Gigaverse Onlineへの橋渡し
より大きな文脈で見れば、The Awakeningは次期タイトル「Gigaverse Online」への橋渡しである。
現行のGigaverseは、短いセッション、エネルギー制限、シーズン進行を特徴とするブラウザ型ダンジョンクローラーだ。これに対しGigaverse Onlineは、その形式を大幅に拡張し、永続的なオープンワールドのソーシャルRPG(MMORPG)を目指すとされる。ダンジョン中心の構造を超えて、常時接続の広大な世界へとプロジェクトを発展させる構想だ。
Gigaverseはかねてより、自らの野心を「universe of universes(宇宙の中の宇宙)」と表現してきた。これは、サードパーティの開発者が同エコシステムの周辺で独自の体験を構築することを想定した、プラットフォーム的なビジョンである。単一ゲームではなく、複数の体験が相互接続する場を作るという発想は、近年のWeb3ゲームが掲げる「相互運用性」や「オンチェーン・エコシステム」の潮流とも重なる。
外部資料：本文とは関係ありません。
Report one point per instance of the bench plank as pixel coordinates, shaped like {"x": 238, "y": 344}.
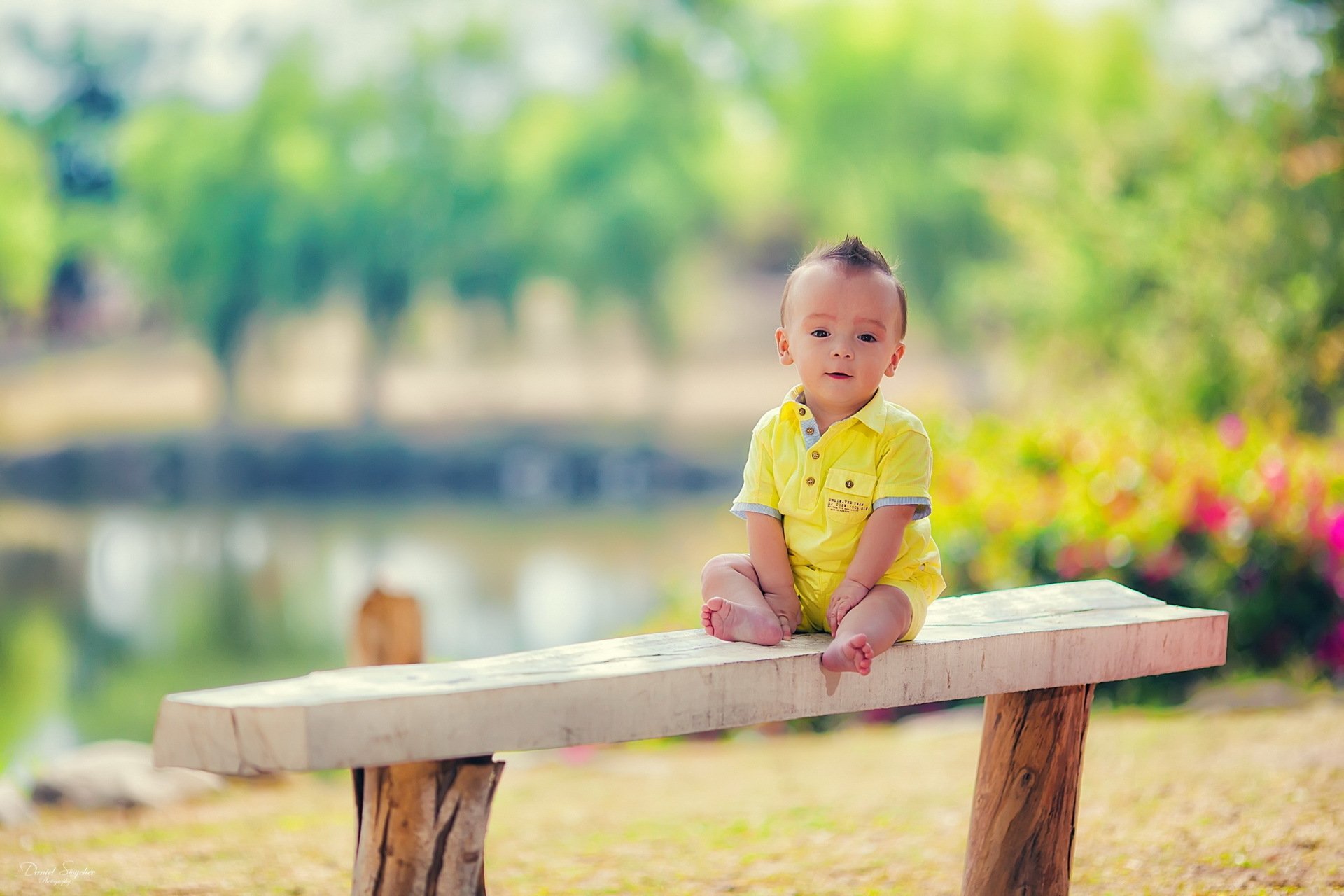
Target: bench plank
{"x": 678, "y": 682}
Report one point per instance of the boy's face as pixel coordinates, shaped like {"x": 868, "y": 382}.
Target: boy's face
{"x": 843, "y": 331}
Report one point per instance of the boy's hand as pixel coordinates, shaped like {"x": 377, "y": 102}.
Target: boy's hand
{"x": 843, "y": 599}
{"x": 777, "y": 601}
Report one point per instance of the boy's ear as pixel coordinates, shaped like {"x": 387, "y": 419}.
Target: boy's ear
{"x": 781, "y": 342}
{"x": 895, "y": 359}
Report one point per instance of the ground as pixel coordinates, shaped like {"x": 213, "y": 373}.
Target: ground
{"x": 1172, "y": 802}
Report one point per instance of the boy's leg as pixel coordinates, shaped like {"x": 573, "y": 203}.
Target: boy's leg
{"x": 872, "y": 628}
{"x": 736, "y": 609}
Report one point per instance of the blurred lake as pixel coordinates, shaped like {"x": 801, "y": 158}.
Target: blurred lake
{"x": 108, "y": 608}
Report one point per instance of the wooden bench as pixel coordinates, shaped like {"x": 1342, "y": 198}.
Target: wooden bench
{"x": 1035, "y": 653}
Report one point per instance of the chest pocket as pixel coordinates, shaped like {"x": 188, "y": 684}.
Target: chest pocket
{"x": 848, "y": 496}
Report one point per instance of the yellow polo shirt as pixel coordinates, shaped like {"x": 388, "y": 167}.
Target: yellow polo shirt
{"x": 825, "y": 486}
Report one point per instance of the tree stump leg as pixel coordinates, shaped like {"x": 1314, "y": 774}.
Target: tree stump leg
{"x": 422, "y": 828}
{"x": 1026, "y": 806}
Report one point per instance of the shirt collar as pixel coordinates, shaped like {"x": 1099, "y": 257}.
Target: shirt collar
{"x": 874, "y": 414}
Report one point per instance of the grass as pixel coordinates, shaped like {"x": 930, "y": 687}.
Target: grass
{"x": 1172, "y": 802}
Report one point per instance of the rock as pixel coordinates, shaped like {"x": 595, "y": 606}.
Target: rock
{"x": 118, "y": 773}
{"x": 1265, "y": 694}
{"x": 15, "y": 808}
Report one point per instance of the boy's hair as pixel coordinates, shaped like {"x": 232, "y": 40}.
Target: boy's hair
{"x": 855, "y": 255}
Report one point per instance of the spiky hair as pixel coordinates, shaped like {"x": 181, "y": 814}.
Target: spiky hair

The Awakeningは、その壮大な構想へ向けた最初の実務的なステップだ。旧経済を丁寧に締めくくり、プレイヤーの資産と熱量を次のフェーズへ引き継ぐ——このイベントの本質は、報酬額そのものよりも「移行の作法」にあるといってよい。
まとめ
Gigaverseの「The Awakening」は、賞金プール2万USDC(Giga Juice収益とGigamarket手数料の各50%で成長)を掲げた約2カ月間の期間限定イベントだ。新資源Hard Coresを、Forest DungeonやForest Fishing、クエスト、アイテムturn-inなどで集め、Hall of Noobsでの順位に応じてUSDCやコスメティックを含むガチャボックスを獲得できる。
しかし本イベントの核心は、単なる賞金争奪ではない。ブラウザ型ダンジョンクローラーである現行版を締めくくり、永続オープンワールドMMORPG「Gigaverse Online」へとプレイヤー・資産・経済を引き継ぐ移行装置としての役割にある。旧アセットを消費・変換させながら次へつなぐ設計は、シーズン制Web3ゲームが直面する「バージョン移行問題」への一つの回答例として参考になる。
GameFiの投資・参加を検討する読者は、イベントの報酬額だけでなく、Giga Juice(月額約20ドル)のサブスクリプション条件やエネルギー制限といった実際のプレイコストも含めて、自分の時間と資金に見合うかを冷静に見極めたい。最新かつ正確な仕様は、必ず公式ソースで確認することをおすすめする。